Tortellini Veggie Bake
Source of Recipe
Pat Fiorelli (Pattie's mom!)
Recipe Introduction
Submitted by Pattie (pattier2000)
(note: depending on how devout of a vegetarian you are, there is chicken broth in this recipe that 'technically' excludes it as a vegetarian dish -- but a vegetable broth could probably be substituted, although I won't guarantee your results! LOL ~Kheag)
List of Ingredients
10 oz. Pkg. Cheese tortellini
1 medium carrot sliced thin
1-1/2 cups sugar snap peas halved crosswise
1 lb. Skinless/boneless chicken breast cut in small pieces
1 cup sliced fresh mushrooms
1 T butter
1/3 cup chicken broth
1-1/2 t oregano
2 t flour
¾ t garlic salt
½ t pepper
1 cup milk
1 (8 oz.) cream cheese cubed
1 T lemon juice
1 cup cherry tomatoes quartered
1 small red or green chopped pepper
2 T parmesan or romano chese
Recipe
Cook pasta and add carrot and peas during the last minutes of boiling.

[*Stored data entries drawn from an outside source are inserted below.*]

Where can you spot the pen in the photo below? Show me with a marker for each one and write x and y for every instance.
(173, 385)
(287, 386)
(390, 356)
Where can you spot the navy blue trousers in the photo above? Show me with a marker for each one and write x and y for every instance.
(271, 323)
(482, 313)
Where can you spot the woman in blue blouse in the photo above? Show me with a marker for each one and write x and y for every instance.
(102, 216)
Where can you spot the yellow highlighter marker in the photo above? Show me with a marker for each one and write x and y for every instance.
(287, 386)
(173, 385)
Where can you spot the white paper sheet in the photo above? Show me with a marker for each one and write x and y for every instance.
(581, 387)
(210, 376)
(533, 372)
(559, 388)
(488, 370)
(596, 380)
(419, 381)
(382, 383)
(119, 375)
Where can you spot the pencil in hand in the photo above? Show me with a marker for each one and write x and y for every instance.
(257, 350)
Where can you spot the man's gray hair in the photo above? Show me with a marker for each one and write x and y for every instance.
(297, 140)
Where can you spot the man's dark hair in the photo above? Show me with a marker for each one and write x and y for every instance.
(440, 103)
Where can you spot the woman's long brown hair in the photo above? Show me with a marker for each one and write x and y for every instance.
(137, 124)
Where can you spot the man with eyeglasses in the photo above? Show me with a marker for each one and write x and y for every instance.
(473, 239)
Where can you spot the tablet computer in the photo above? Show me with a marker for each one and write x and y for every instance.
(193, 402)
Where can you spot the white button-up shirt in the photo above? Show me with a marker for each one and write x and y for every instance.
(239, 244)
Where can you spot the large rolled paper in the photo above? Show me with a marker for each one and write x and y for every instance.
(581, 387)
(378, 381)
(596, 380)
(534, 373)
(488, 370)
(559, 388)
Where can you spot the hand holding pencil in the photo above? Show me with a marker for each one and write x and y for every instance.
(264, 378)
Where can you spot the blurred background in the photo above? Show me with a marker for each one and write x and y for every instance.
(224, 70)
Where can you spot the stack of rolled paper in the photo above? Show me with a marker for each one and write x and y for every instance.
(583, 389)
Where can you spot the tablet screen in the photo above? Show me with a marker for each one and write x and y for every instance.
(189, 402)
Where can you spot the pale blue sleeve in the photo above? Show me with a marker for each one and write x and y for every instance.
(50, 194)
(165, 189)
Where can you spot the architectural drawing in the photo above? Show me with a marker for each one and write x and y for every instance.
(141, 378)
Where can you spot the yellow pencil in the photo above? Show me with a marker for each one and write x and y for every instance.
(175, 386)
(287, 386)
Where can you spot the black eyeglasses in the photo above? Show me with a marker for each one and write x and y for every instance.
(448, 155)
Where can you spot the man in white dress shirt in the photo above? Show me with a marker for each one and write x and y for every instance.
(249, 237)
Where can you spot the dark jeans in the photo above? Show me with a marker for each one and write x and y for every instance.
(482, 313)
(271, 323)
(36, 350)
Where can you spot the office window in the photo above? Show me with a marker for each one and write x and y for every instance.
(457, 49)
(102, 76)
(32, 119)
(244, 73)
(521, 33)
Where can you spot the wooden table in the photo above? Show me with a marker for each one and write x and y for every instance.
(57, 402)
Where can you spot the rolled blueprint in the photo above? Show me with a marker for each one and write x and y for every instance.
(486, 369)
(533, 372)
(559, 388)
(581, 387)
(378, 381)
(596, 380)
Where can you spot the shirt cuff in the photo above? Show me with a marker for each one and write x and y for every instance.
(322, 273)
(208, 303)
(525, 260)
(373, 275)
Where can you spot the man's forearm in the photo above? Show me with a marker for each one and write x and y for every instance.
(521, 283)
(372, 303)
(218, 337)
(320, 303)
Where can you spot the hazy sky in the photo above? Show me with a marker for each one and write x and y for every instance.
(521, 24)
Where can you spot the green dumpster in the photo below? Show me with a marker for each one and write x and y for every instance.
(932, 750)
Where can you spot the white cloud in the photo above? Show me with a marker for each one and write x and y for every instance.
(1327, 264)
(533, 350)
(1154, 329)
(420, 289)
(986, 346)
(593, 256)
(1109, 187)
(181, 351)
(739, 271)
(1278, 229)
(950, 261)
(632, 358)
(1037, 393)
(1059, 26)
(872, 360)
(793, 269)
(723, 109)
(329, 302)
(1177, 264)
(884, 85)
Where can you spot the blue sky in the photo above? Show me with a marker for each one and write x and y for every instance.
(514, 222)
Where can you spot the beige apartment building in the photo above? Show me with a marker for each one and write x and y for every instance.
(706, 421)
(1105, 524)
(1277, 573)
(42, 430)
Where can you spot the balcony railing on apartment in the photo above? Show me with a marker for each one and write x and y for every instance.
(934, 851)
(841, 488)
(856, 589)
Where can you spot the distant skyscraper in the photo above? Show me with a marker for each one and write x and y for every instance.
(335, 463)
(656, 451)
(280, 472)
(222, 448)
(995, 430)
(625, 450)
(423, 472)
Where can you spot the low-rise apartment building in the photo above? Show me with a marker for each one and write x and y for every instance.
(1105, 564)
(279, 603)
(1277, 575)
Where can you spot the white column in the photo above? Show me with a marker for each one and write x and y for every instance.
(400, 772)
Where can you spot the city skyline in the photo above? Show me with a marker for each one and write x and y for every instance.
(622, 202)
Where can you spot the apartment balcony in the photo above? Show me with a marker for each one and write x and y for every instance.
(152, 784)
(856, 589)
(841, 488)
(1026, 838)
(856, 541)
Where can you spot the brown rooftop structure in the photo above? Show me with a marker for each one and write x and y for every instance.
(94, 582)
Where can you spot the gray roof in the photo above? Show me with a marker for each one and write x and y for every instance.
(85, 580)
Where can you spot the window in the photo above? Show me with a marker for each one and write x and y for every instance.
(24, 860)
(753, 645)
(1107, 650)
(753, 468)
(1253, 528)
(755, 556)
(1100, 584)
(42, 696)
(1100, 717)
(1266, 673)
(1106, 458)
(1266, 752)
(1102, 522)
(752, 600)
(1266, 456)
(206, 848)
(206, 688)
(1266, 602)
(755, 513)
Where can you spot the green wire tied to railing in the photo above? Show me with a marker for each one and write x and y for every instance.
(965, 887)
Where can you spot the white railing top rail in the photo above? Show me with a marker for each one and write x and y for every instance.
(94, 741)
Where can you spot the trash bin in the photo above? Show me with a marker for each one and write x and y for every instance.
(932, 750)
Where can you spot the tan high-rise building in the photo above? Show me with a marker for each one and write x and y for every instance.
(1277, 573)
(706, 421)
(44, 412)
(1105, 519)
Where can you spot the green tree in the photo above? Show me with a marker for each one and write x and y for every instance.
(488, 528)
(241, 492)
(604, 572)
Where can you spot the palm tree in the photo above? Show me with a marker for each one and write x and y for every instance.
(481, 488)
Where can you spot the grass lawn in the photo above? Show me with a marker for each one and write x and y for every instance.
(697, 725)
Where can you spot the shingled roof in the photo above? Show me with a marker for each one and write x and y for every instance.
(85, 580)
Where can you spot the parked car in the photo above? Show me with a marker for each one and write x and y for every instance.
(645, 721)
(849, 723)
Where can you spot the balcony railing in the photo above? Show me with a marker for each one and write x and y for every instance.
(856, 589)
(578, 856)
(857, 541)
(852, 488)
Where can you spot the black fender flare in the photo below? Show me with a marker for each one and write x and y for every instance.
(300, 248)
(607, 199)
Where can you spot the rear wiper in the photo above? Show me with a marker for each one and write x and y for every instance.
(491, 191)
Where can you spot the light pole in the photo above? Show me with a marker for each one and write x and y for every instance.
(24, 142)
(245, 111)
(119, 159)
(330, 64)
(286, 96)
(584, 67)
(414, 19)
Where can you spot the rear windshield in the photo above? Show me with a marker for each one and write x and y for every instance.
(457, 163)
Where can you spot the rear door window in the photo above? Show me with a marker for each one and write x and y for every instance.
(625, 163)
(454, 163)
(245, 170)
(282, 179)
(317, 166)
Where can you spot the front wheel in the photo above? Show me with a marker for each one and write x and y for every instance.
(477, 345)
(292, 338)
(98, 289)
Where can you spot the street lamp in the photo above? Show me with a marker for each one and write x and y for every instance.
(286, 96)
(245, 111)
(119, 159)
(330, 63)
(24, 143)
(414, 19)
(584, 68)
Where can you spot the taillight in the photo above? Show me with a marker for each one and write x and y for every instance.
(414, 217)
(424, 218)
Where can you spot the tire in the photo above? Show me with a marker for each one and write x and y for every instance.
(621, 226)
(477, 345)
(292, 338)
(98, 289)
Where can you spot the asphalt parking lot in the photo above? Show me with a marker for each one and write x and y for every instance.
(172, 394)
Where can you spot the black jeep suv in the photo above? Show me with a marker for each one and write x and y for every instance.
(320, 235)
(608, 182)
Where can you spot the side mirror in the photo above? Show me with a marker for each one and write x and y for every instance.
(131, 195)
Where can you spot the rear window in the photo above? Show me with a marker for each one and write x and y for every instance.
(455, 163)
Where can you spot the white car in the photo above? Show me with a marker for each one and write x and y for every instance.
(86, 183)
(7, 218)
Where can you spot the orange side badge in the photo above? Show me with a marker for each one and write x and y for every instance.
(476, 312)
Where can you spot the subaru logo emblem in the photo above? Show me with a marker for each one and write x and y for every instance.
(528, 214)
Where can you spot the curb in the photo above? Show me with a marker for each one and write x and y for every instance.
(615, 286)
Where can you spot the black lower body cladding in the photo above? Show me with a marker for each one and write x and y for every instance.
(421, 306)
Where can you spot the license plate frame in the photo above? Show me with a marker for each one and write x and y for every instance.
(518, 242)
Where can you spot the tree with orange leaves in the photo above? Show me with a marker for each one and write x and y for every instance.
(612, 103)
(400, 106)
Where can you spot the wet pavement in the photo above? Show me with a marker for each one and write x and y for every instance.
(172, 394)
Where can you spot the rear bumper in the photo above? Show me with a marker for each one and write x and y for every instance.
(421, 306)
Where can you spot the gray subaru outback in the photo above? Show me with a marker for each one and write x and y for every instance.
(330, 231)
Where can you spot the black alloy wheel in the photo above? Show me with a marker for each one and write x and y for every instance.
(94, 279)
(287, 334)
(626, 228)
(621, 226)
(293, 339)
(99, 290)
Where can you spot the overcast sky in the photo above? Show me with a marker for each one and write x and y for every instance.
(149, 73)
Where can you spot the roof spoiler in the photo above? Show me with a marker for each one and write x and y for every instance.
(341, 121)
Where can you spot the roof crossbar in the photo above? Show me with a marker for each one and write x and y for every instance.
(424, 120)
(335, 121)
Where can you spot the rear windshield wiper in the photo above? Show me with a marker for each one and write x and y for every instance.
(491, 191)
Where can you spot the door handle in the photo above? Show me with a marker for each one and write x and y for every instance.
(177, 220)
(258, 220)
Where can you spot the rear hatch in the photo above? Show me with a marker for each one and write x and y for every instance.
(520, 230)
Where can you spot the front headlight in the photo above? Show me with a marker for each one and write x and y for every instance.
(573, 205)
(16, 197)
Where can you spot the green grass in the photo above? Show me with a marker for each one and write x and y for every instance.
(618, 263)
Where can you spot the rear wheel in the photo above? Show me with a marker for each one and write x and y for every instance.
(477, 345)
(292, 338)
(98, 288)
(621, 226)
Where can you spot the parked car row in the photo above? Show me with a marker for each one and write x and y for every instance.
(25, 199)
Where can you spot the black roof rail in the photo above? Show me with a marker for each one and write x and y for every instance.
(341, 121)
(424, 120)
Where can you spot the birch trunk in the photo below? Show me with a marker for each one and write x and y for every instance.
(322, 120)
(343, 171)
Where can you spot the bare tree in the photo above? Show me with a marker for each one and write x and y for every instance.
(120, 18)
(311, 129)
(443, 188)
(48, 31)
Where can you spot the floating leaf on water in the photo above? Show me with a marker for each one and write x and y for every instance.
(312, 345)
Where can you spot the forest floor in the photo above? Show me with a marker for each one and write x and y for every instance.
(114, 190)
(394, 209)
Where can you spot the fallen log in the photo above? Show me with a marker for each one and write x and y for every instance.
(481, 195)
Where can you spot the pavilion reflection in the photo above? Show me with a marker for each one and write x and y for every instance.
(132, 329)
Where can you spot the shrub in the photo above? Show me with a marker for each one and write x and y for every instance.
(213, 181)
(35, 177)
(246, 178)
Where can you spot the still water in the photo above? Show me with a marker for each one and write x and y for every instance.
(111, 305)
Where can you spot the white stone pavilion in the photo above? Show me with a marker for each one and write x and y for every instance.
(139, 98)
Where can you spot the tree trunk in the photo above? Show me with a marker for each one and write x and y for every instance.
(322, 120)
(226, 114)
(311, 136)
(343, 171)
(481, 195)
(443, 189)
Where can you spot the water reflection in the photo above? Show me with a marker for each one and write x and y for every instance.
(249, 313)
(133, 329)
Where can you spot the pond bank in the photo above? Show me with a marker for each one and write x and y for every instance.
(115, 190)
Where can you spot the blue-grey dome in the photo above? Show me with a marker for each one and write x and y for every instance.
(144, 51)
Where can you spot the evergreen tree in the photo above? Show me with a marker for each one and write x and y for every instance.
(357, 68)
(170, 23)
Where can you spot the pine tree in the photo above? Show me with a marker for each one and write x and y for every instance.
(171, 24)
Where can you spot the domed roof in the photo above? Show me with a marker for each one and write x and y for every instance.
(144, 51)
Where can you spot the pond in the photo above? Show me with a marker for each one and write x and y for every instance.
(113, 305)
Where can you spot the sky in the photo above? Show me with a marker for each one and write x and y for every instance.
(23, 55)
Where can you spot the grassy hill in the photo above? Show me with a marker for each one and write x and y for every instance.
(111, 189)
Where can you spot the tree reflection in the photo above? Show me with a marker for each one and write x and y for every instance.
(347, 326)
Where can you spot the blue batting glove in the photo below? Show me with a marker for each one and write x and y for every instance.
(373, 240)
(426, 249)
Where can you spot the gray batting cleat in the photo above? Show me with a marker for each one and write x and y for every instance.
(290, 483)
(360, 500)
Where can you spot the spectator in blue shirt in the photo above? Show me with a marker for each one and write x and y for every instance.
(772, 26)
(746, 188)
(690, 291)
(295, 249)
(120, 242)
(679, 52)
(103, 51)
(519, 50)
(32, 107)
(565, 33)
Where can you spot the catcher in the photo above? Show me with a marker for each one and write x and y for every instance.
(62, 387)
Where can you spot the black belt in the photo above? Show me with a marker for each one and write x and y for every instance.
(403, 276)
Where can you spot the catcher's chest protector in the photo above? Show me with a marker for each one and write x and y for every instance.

Drain. Cook checked and mushrooms in hot butter. Remove from pan. In ziplock, mix broth, flour and seasonings and shake well. Add to skillet with milk. Cook and stir until thick. Add cream cheese until smooth. Remove from heat and stir in lemon juice. Add pasta and chicken mixture, tomatoes and peppers and toss to coat. Put into ungreased shallow 3 Qt. Baking dish. Bake covered at 350 for 30-35 minutes. Stir mixture and sprinkle with parmesan cheese. You can make this ahead of time too and keep in the fridge – If it’s coming out of the fridge, then cook it at 350 for 60 minutes.